I remind myself that the circus—especially Cirque du Soleil and its more modest spinoffs – is magical because it pushes us to think about our humanity beyond our usual imagination. For me, that will translate into more humble efforts: Getting down on the floor to play with a 4-year-old (my knees remind me that it was a lot easier with the oldest grandchild, but I can still do it). Or remembering to have another spitting context. Or sometimes just doing whatever equivalent of running in the rain strikes me. I am reminded of the last lines of Brittany Spears’ song – prescient as the voice of someone who was forced to play by other people’s rules for much of her life:
Don’t stand there watching me, follow me, show me what you can do
Everybody let go, we can make a dance floor just like a circus
I guess that I am the ringmaster here….
Makes me want to go out and break some rules!
For many years I felt that getting older was the thing to do.

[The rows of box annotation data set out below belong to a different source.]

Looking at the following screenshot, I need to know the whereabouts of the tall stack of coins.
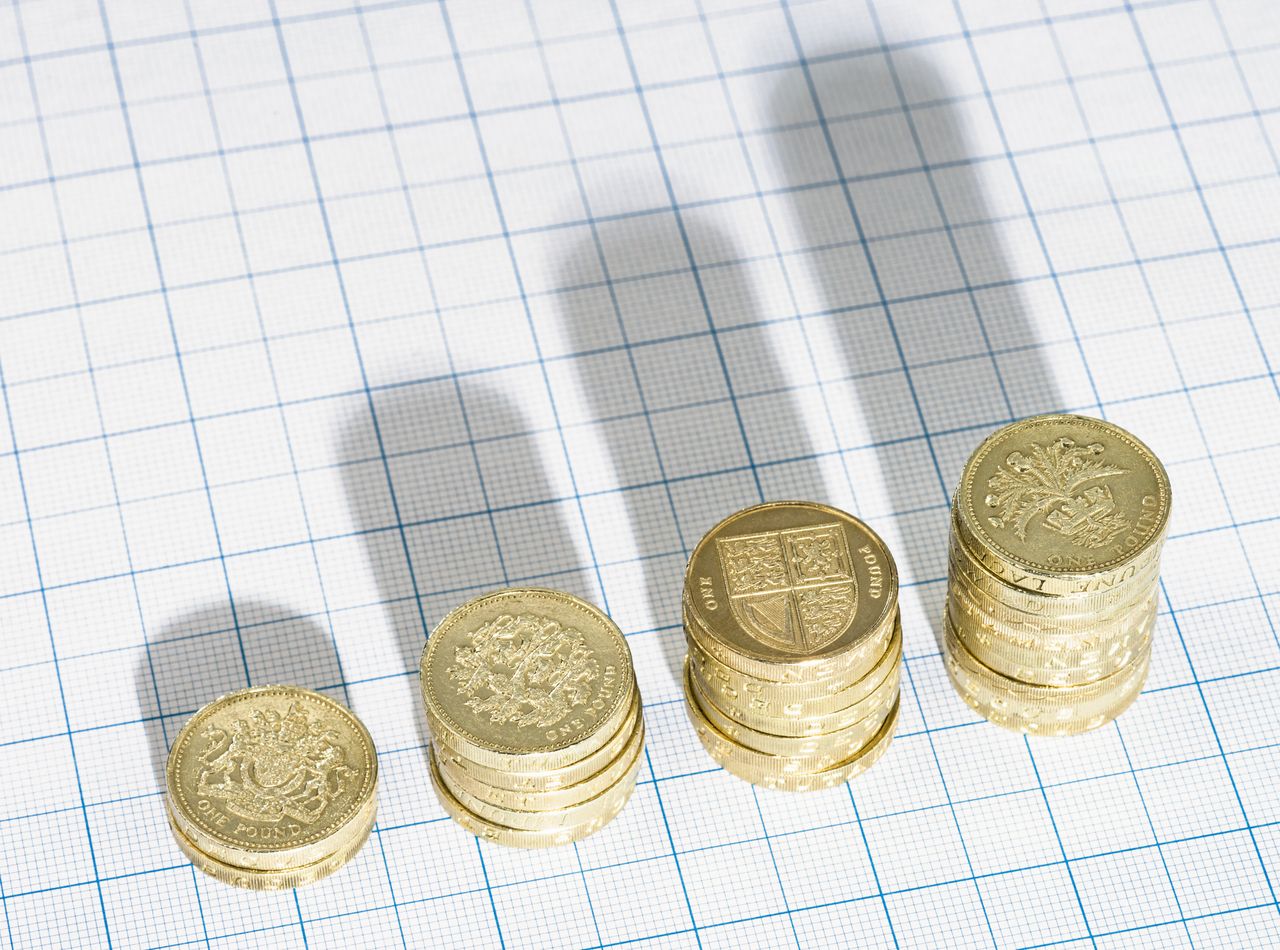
[684,502,902,791]
[420,588,644,848]
[165,686,378,890]
[945,415,1170,735]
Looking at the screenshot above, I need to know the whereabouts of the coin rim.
[686,620,902,722]
[435,718,645,812]
[428,746,635,849]
[435,743,644,831]
[165,809,376,891]
[428,693,644,793]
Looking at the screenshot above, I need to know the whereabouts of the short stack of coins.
[420,588,644,848]
[684,502,902,791]
[165,686,378,890]
[945,415,1170,735]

But recently I found that at my age (72) learning how to be old with grace and joy is a new, different and fun challenge.
Well said, and an entire new dimension to the idea of breaking some rules.
My mum [1917-2012] regarded dying as a vexing interruption of her next project. When she was about 90 she muttered to me “Being old isn’t for the young. It’s bl**dy hard work.” I find myself getting annoyingly creaky when walking (cycling’s OK). Checking on exercises for people of a certain age I was irritated by cautions against ‘overdoing it. I want someone to yell at me as I stagger and stumble and stoop – as here: https://youtu.be/l6bFxh2cnzU
it pleases me that I can still (albeit more slowly and with hiking poles) take a decent hike in Colorado and NM–makes up for my increasing sense of insecurity on a bike!